Keywords: Normalizing Flows, Autoregressive Models, Latent Autoregressive Flows, Scalable Image Generation
TL;DR: We propose STARFlow, a scalable autoregressive flow model that enables high-quality image generation
Abstract: We present STARFlow, a scalable generative model based on normalizing flows that achieves strong performance on high-resolution image synthesis.
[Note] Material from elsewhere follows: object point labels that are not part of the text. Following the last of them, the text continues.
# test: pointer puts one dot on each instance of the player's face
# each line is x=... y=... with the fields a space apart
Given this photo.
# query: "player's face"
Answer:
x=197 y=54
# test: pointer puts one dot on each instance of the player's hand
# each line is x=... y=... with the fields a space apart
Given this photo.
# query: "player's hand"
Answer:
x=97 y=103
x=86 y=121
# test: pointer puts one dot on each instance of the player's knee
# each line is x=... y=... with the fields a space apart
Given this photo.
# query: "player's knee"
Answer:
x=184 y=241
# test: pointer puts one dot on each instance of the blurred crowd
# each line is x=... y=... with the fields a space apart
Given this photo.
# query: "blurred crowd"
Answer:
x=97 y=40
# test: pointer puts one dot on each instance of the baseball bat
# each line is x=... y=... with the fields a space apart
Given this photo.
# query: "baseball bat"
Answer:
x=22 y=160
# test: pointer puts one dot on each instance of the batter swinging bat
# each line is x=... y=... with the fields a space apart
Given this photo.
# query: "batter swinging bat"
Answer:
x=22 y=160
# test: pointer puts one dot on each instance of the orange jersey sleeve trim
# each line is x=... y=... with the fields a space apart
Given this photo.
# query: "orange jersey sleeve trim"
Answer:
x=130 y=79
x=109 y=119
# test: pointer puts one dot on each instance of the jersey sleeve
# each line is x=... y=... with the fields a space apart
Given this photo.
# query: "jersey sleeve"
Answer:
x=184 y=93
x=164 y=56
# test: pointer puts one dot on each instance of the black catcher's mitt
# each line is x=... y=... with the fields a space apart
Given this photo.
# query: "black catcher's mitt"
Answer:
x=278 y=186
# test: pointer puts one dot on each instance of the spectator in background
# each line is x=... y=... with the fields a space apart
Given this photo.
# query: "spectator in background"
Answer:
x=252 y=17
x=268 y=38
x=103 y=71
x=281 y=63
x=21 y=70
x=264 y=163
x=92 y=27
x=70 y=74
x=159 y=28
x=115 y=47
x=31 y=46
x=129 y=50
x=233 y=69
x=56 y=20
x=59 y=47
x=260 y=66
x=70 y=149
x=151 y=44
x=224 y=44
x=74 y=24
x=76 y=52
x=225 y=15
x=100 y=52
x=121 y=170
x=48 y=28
STARFlow's main building block is Transformer Autoregressive Flow (TARFlow), which combines normalizing flows with Autoregressive Transformer architectures and has recently achieved impressive results in image modeling. In this work, we first establish the theoretical universality of TARFlow for modeling continuous distributions. Building on this foundation, we introduce a set of architectural and algorithmic innovations that significantly enhance the scalability: (1) a deep-shallow design where a deep Transformer block captures most of the model’s capacity, followed by a few shallow Transformer blocks that are computationally cheap yet contribute non-negligibly, (2) learning in the latent space of pretrained autoencoders, which proves far more effective than modeling pixels directly, and (3) a novel guidance algorithm that substantially improves sample quality. Crucially, our model remains a single, end-to-end normalizing flow, allowing exact maximum likelihood training in continuous space without discretization. STARFlow achieves competitive results in both class- and text-conditional image generation, with sample quality approaching that of state-of-the-art diffusion models. To our knowledge, this is the **first** successful demonstration of normalizing flows at this scale and resolution. Code and weights available at https://github.com/apple/ml-starflow.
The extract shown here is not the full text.